I often encounter this phenomenon when repairing cars. The speed range of differential noise is crucial: if it doesn't make noise at low speeds, it means the gears haven't reached the resonance point, just like when playing the violin, the string won't make a sound if the bow speed is insufficient. After the gear pair wears out, pits and steps will appear on the tooth surface. At low speeds, the oil film between the gear teeth still provides a buffer, allowing the teeth to 'slide' over the worn points. However, when the speed exceeds 80km/h, the rapid increase in rotation speed prevents the oil film from filling the gaps in time, and each impact of the gear teeth is like hitting a steel pipe with a hammer. At the same time, the differential housing resonates like a speaker cabinet at high speeds, transforming the impact noise into a continuous buzzing sound. If a new car makes noise, it may be due to improper installation, while for older cars, it's mostly natural wear and tear.

Simply put, worn gears need to reach a rotational speed threshold to produce noise. The differential's internal planetary gears and axle shafts have extremely high precision alignment. After prolonged use, they develop wear at the 0.1mm level. At low speeds, the slow rotation rhythm means collision energy from wear points is negligible—like slowly rubbing a toothpick won't break it, but rapid rubbing easily snaps it. When wheel speed exceeds a critical value (typically 60-80km/h), impact energy grows exponentially. Metal fatigue accumulates, generating high-frequency sound waves. At this point, the damping effect of lubricant weakens, allowing noise to transmit directly through the rigid rear axle into the cabin. This is why older cars often make seats vibrate noticeably at highway speeds.
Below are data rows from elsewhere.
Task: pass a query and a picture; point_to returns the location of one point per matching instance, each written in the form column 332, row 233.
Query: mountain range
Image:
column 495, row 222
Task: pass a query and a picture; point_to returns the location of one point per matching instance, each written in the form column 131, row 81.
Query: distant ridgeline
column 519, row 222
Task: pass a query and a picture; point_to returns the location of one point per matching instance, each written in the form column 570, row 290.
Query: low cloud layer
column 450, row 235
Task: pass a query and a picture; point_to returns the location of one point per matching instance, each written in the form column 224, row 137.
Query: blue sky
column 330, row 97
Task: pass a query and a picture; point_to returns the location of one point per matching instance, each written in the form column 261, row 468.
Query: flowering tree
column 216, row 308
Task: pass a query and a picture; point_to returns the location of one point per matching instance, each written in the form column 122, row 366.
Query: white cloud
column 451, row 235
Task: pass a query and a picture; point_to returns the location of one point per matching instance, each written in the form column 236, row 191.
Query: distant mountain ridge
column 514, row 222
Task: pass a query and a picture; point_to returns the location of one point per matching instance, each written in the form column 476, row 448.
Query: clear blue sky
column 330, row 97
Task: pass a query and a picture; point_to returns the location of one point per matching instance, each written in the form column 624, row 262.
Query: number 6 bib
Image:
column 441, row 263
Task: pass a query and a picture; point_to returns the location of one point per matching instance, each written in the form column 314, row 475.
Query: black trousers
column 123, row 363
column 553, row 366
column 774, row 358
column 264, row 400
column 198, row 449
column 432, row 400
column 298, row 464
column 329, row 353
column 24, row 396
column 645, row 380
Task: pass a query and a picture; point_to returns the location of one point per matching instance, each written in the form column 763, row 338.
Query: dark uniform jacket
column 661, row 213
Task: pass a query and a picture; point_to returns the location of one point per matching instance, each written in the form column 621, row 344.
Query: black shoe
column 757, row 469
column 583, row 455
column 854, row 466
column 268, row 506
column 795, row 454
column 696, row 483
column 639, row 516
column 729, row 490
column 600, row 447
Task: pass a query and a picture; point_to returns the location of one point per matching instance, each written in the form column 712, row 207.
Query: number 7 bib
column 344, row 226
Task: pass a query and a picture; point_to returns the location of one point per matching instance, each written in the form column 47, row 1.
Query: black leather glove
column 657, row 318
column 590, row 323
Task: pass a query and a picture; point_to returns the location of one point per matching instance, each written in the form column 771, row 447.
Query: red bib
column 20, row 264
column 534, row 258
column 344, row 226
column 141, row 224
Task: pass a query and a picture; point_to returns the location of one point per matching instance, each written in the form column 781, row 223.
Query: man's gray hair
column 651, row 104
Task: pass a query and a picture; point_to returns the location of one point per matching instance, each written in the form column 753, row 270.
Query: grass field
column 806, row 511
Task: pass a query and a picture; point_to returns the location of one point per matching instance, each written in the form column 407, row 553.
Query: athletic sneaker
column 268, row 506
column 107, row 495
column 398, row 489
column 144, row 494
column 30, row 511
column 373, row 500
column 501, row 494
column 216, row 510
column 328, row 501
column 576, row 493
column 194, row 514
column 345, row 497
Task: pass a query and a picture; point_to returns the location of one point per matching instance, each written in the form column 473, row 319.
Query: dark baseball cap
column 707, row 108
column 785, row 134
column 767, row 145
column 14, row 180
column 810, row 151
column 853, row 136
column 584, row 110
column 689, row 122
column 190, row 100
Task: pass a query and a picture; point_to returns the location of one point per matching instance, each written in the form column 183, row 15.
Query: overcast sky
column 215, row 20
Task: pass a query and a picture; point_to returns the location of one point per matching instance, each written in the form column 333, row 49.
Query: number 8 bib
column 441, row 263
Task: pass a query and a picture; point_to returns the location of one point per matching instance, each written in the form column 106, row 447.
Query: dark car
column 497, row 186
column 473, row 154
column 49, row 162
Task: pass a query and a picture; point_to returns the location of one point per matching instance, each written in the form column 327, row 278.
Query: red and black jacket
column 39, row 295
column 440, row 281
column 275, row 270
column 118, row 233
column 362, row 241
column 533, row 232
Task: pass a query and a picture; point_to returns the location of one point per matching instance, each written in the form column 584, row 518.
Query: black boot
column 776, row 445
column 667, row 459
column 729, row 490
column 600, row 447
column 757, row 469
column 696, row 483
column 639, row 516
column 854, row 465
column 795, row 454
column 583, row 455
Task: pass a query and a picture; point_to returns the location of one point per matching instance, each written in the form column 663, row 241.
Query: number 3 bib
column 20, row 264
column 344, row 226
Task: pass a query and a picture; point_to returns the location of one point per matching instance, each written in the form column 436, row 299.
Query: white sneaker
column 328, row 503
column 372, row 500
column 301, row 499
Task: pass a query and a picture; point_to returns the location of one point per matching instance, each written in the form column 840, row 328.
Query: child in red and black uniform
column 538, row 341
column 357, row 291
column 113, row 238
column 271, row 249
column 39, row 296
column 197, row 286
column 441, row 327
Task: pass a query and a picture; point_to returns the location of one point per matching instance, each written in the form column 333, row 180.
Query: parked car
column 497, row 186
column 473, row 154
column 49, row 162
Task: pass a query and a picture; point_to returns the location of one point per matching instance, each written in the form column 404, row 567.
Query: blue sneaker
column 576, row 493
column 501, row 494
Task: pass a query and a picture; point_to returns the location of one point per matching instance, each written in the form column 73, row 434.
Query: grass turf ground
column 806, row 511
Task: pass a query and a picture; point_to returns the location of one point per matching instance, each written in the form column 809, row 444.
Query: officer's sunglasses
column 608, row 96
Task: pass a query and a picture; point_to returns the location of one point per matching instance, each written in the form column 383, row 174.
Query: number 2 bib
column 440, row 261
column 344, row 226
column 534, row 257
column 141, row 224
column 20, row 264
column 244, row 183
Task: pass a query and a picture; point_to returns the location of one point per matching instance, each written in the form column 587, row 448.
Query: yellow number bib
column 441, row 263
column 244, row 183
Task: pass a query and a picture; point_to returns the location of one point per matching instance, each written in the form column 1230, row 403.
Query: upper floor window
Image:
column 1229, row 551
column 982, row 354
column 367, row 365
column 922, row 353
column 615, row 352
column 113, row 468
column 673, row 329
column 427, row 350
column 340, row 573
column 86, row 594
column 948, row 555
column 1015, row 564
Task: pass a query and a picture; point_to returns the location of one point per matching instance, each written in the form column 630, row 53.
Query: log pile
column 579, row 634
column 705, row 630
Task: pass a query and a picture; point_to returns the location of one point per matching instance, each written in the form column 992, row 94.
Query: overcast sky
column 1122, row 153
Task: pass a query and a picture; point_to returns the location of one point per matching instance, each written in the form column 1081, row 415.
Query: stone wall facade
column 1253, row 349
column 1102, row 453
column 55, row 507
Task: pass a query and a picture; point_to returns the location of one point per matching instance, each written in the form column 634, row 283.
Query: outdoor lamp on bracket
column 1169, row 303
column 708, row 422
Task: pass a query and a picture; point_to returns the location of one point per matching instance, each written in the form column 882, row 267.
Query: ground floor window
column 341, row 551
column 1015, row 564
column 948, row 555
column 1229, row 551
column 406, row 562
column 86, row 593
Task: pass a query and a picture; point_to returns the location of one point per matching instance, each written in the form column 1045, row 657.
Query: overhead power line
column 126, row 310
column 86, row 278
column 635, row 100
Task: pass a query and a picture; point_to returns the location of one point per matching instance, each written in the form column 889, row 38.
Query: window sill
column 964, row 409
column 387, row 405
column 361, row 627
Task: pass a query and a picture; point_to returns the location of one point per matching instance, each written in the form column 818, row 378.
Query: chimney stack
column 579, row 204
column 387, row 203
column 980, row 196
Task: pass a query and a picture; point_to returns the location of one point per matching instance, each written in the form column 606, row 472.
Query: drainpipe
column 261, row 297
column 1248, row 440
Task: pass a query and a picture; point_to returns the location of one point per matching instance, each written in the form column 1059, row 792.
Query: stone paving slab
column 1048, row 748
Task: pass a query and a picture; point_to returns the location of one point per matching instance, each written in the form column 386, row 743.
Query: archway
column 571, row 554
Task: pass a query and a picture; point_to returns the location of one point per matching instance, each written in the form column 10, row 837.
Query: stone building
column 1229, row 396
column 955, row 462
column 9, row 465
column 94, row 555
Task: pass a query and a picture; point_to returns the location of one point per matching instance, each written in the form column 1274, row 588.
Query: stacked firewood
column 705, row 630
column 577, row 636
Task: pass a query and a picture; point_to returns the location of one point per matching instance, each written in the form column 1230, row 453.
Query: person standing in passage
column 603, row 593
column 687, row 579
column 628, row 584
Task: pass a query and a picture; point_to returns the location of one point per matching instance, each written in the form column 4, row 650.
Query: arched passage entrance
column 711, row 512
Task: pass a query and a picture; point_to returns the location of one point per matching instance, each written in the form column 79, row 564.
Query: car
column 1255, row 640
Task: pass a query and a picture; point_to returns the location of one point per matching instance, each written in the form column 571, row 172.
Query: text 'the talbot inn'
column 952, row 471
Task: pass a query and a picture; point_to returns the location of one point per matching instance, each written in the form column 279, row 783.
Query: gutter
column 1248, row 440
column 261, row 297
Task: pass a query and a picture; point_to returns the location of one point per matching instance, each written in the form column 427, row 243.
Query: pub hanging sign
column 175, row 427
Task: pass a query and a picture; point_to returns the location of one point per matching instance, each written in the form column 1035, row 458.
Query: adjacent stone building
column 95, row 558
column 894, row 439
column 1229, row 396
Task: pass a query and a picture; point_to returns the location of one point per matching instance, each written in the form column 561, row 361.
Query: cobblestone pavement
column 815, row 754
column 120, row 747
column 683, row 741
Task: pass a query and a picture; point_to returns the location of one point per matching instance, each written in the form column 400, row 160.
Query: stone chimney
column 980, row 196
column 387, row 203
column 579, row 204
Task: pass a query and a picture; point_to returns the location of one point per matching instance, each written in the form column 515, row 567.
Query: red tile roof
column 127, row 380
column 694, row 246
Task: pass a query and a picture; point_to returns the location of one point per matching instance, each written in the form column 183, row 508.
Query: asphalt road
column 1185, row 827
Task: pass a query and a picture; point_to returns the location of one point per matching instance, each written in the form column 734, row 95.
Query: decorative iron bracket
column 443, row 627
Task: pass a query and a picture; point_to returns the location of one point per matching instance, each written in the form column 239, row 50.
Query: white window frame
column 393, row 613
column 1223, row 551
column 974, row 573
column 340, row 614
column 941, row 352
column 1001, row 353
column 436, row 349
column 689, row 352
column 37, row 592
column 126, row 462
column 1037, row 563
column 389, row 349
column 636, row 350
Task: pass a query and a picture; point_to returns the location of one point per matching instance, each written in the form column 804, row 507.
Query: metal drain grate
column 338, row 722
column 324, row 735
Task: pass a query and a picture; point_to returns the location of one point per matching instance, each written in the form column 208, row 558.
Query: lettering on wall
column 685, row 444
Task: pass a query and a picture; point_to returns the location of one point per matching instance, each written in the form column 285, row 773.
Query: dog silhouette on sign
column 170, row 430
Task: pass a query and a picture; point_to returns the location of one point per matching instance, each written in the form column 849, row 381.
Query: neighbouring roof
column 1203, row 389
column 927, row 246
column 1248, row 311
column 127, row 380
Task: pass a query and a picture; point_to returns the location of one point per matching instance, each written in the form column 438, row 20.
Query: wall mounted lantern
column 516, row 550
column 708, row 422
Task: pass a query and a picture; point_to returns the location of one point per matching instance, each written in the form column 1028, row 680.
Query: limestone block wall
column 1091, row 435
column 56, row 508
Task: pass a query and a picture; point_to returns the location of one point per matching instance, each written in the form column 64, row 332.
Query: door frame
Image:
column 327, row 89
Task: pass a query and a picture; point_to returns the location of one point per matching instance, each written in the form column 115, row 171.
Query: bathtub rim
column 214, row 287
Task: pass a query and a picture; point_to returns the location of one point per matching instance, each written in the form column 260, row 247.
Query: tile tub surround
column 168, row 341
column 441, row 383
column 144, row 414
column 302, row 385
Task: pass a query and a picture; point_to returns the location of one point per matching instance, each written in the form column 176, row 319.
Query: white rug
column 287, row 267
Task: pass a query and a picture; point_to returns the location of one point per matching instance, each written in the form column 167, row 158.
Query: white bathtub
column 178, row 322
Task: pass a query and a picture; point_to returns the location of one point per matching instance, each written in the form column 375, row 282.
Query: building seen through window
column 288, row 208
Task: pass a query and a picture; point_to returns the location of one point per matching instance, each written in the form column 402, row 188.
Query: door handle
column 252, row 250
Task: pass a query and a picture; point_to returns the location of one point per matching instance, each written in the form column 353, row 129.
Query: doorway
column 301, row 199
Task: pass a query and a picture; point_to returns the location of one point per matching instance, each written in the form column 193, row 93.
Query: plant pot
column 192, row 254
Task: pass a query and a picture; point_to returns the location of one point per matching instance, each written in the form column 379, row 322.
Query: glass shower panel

The key lies in the amplitude and frequency difference. Worn differentials generate high-frequency vibration sources, but the amplitude is too weak at low speeds. Taking a household car's rear axle as an example: the vibration frequency at low speeds is around 200Hz, which is less perceptible to the human ear. However, at high speeds, the vibration frequency exceeds 600Hz, entering the frequency range most sensitive to human hearing. More critically, tires and drive shafts generate low-frequency vibrations of 9-13Hz at 80km/h. The superposition of these two types of vibrations creates modulated resonance. It's like lightly tapping a bell produces no sound, but striking it hard resonates throughout the valley. Therefore, it's recommended to replace differential oil every 50,000 kilometers, as oxidized oil loses its damping effect.